By Deborah Zelinsky, O.D., Executive Research Director at The Mind-Eye Institute
Healthy brains are able to interpret and respond to the environment at many different levels almost instantaneously. So, it is not surprising that patients who have sustained a traumatic head injury or concussion, which oftentimes damages or scrambles brain circuitry, may exhibit information-processing (neurocognitive) deficits affecting their ability to interact in appropriate ways with people, activities, and events in the world around them.
Experts call the problem “brain fog”: an obscuring or shrouding of one’s thoughts; lack of clear thinking, focus, and concentration; confusion; memory issues; decreased reaction time; and difficulties comprehending – or remembering – what has just been learned, read, or been heard during social conversation. The Mind-Eye Institute sees patients who often complain of brain fog. One patient recently described her brain fog in this way:
“I was unable to do simple, everyday activities. I could no longer cook because my brain was unable to signal my hand to turn off the stove when my sense of smell indicated that food was burning. In the supermarket, I was overwhelmed with sounds, lights, smells, and the need to make decisions. I could no longer do calculations or keep track of time or use the computer. I had problems spelling words, writing words in cursive, and reading. I would read a paragraph from a book and forget what I just read.”
Another patient explained her brain fog as “Nothing making sense to me any longer. I would think, ‘Oh, I should do the laundry,’ but that is as far as I would take it. I never thought to gather up the clothes and get them cleaned. I would walk into a room and go completely blank: ‘Who am I; where am I?’ Then I would look at my feet and jog my memory, ‘Oh, yes, I am me, and I am standing in the bathroom.’”
Simply put, a brain injury interferes with visual processing, namely the simultaneous ability of the brain to take in external sensory signals (from eyesight, hearing, smell, taste, and touch) at all levels – unconscious, subconscious, conscious, meld them with one’s internal sensory signals, and then process the information. When retinal processing is dysfunctional and foggy, so is one’s understanding of the surrounding environment. Correct understanding is what is necessary for organizing, planning, and making decisions.

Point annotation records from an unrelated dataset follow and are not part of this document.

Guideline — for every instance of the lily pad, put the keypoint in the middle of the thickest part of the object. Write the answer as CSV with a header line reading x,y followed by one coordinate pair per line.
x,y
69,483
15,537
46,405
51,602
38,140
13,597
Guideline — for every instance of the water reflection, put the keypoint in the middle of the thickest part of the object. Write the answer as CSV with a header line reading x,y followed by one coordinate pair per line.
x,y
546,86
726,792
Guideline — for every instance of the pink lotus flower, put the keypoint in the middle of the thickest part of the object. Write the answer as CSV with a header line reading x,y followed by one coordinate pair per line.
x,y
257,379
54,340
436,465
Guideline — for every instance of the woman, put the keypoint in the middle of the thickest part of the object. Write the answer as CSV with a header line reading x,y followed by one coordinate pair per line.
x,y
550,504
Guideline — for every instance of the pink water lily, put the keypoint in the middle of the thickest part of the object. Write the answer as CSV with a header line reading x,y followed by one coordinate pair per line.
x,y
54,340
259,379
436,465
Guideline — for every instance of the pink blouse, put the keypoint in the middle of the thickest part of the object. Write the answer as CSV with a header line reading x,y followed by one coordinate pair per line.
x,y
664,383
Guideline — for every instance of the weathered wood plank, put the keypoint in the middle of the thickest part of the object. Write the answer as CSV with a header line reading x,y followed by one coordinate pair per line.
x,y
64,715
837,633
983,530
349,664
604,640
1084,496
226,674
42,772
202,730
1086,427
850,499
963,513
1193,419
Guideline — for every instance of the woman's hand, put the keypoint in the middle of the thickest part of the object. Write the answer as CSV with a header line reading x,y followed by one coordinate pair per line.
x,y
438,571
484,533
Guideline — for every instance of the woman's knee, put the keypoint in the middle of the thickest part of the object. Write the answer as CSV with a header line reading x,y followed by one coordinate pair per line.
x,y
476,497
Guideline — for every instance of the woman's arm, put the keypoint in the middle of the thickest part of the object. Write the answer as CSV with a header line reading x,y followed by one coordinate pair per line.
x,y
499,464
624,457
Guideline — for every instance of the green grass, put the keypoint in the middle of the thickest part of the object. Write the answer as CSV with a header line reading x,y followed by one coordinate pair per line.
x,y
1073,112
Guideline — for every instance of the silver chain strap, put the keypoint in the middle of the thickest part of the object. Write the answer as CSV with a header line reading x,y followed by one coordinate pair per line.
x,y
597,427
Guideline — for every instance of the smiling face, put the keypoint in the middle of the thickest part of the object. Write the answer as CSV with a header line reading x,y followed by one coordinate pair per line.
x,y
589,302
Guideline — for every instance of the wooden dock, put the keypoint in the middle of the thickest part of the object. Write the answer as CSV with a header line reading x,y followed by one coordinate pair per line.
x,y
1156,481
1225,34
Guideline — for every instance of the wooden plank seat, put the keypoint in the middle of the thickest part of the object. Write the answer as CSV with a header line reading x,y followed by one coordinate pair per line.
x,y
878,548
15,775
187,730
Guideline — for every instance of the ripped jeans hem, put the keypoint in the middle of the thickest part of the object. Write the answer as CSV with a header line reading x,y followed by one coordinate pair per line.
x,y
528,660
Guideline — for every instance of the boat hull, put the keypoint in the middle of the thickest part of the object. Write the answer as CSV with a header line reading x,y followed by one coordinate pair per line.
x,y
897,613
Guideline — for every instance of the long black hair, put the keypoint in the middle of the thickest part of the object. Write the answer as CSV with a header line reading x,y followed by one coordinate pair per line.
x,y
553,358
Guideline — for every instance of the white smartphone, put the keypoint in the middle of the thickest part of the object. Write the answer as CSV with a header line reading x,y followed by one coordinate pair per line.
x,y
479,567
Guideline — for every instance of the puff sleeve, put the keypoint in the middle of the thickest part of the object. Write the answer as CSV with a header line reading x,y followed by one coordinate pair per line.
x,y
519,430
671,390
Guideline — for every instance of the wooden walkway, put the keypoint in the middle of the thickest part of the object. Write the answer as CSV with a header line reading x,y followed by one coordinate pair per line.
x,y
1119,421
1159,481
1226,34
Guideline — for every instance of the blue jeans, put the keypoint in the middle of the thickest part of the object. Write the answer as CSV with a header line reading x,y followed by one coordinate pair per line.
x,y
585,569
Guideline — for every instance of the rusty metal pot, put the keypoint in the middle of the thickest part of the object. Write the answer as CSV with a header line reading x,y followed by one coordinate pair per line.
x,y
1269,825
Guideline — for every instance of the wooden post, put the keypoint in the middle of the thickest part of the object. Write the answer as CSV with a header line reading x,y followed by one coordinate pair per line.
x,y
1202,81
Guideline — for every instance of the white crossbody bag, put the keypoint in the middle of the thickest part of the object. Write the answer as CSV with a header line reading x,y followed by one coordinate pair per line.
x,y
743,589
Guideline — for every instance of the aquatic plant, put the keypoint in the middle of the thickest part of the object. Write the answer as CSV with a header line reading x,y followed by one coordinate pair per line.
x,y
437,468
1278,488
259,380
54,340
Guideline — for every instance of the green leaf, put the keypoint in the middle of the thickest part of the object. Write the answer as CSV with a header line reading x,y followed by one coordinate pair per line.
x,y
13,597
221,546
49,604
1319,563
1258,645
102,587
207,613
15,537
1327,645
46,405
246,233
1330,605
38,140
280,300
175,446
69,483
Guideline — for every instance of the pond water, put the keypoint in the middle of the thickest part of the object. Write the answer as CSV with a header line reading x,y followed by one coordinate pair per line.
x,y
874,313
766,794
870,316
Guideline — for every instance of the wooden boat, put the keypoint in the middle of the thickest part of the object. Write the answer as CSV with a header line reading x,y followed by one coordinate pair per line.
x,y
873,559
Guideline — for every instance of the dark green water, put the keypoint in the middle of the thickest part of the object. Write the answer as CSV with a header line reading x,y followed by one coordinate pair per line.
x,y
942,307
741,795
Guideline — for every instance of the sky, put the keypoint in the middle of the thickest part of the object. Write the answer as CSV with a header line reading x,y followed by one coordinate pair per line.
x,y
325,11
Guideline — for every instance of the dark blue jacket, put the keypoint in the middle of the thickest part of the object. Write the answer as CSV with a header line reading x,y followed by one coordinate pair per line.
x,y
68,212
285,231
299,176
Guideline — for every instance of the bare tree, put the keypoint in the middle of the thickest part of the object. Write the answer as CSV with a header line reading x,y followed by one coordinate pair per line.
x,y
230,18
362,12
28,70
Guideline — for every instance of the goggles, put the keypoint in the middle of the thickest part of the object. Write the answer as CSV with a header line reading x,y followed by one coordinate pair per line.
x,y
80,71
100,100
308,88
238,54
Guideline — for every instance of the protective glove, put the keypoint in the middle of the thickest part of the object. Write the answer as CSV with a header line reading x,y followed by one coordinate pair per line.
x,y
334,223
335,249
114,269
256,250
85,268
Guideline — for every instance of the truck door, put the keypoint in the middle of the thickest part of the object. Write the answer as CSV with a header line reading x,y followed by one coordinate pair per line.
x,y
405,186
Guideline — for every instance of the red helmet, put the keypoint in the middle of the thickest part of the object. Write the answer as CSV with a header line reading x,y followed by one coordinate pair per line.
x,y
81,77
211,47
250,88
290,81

In a recent blog on my website, I related how a near accident involving a ridesharing van serves as a perfect example of levels of brain function. I was with a party of four about to embark on a relatively short ride in a ridesharing vehicle. Two of our group were already seated, one was waiting behind me, and I was literally stepping into the van when the driver started to pull away. My immediate action was to let out a primal scream and grab the door tighter – simply hold on as best I could. It was an unconscious, instantaneous, reflexive response for survival. Sensory processing then kicked in at a subconscious level as I became more aware of my environment of seeing and feeling the van moving. Finally, when my perception – and understanding — of the incident rose to consciousness, I was able to start yelling to the driver, “Stop,” which he did.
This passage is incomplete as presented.